Astana'daki teknik zirveyi takip eden diplomatik kaynaklara göre:

"Astana toplantısında Rusya'nın ve İran'ın tavrı; barış süreci hayata geçtiğinde Kürtlere bir parmak bal çalacaklar ama denetimi Esad'a verecekler. Suriye'nin her bölgesinde yönetimi Esad'a verecekler. Gerçek yönetim bunlar. Ordu bu, polis bu, siz de Kürtsünüz, vali, belediye başkanı sizden olsun deyip bu yönde bir çalışma yapacaklar. Bir federasyon olur. Orada bir başkanlık sistemini oluşturmak istemeleri, insanların kendi dillerine konuşmalarına izin verilmesi, kantonlar, özerk bölgeler oluşturulması, Suriye anayasasına bunun yazılmasının ana nedeni bu zaten. Herkes memnun. Türkiye'nin buna karşı çıkma şansı yok.

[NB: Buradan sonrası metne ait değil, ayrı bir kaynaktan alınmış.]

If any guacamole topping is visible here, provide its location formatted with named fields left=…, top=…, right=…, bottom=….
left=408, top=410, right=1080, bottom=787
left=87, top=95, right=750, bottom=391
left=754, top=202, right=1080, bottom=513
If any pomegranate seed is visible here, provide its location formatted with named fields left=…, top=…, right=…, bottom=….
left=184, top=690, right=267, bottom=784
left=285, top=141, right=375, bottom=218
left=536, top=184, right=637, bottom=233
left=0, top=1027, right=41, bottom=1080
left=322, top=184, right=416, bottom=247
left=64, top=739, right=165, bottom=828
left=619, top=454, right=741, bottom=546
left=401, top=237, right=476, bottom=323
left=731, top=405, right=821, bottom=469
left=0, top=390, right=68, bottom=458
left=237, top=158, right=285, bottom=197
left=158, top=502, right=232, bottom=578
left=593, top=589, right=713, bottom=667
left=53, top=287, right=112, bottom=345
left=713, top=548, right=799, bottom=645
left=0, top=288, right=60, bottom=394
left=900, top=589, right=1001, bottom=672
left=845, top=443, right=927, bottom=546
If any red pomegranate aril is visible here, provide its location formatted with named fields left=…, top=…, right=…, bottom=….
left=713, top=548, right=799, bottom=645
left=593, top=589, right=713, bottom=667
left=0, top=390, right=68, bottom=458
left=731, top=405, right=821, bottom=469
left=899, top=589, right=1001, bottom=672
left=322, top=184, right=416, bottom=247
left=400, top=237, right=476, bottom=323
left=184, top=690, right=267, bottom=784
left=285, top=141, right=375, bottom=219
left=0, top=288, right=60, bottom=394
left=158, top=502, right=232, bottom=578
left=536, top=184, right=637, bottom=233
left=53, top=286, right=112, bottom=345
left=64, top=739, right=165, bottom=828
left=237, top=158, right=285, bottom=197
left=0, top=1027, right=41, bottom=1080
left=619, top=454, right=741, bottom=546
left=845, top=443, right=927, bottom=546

Astana'dan çıkan sonuca, silahların bağlı olmasına paralel olarak süreç devam edecek. Sonuçta biz çekildiğimizde Esad'a bırakacağız, şansımız yok. Esad'da burada vali, kaymakam atarsa başarısı olur. Bizimle teması olmaz. Rusya işin içinde. Rusya, Esad ve Kürtlerin denetimi benimle olsun, gerisi ne yaparsa yapsın diyor. Rusya'nın bu süreçte ana isteği IŞİD'in içindeki Çeçen militanların bir daha Rusya'ya dönmelerinin engellenmesi.  Rusya çok sıkıştırdı Türkiye'yi. Ekonomik anlamda da sıkıştık. Ekonomik, siyasi, coğrafi, jeopolitik anlamda sıkıştığımızı görüyorlar. Herkes bundan pay kapmak istiyor."

Fırat Kalkanı operasyonu devam ederken, bölgedeki askeri kaynaklara göre de Türkiye'nin bırakın 20 kilometre derinliği,  ancak 15 kilometre derinliği kontrol edebilmesi mümkün olabilecek!..

Astana'yı çözebilmek için Kurt  Dağı'nı iyi görmek gerekir!..

Aytun Çıray'dan cevap    

***

TBMM Darbe Araştırma Komisyonu "FETÖ" dosyasını kapattı ama tartışmalar hâlâ devam ediyor. Avukat Rasim Kuseyri'nin, CHP İzmir Milletvekili Aytun Çıray'ın komisyonda söylediklerine verdiği cevabı buradan sizlere iletmiştik. Cevap hakkı kutsaldır. Aytun Çıray da, Kuseyri'ye, kendisi hakkında söylediklerine ilişkin bir cevabi ihtarname gönderdi. Çıray'ın  avukatı vasıtasıyla, Sincan  Kapalı Cezaevi'nde tutuklu olan Rasim Kuseyri'ye gönderdiği cevabi  ihtarnamenin en can alıcı bölümüne cevap hakkı kapsamında yer veriyorum:

"Makamı ve görevi gereği FETÖ kalkışması hakkında araştırma yapmak, görüş almak ve vermek ve üçüncü kişilerin açıklamalarını değerlendirmek müvekkilimin en doğal hakkı ve görevidir. İhtarnamenizde yer alan 8 maddelik açıklama da bu bağlamda değerlendirilmektedir. Ancak, İhtarnamenizin 5 numaralı bendinde yer alan ve gerçek dışı olduğunu söylediğiniz kaynağı ise doğrudan muhatabın eşi olup, TBMM'de resmi kayıtla ziyaretçi olarak müvekkilimi ziyaret ettiği bir anda ve tanıkların huzurunda bu hususu dile getirmiş "Sayın Adalet Bakanı Bekir Bozdağ 17/25 aralığa kadar eşimin müvekkiliydi" demiştir. Haber kanallarında yer alan gerçeğe aykırı bilgi ve değerlendirmeler var ise bunların sorumluluğu ilgilisine ait olup müvekkilim ile arasında illiyet bağı kurulamaz. Muhatabın suçlu olup olmadığı bağımsız Türk yargısının münhasır yetki ve görev alanındadır. Müvekkilimin yargılamayı etkileme gibi bir amacı, faaliyeti ve etkisi bulunmamaktadır."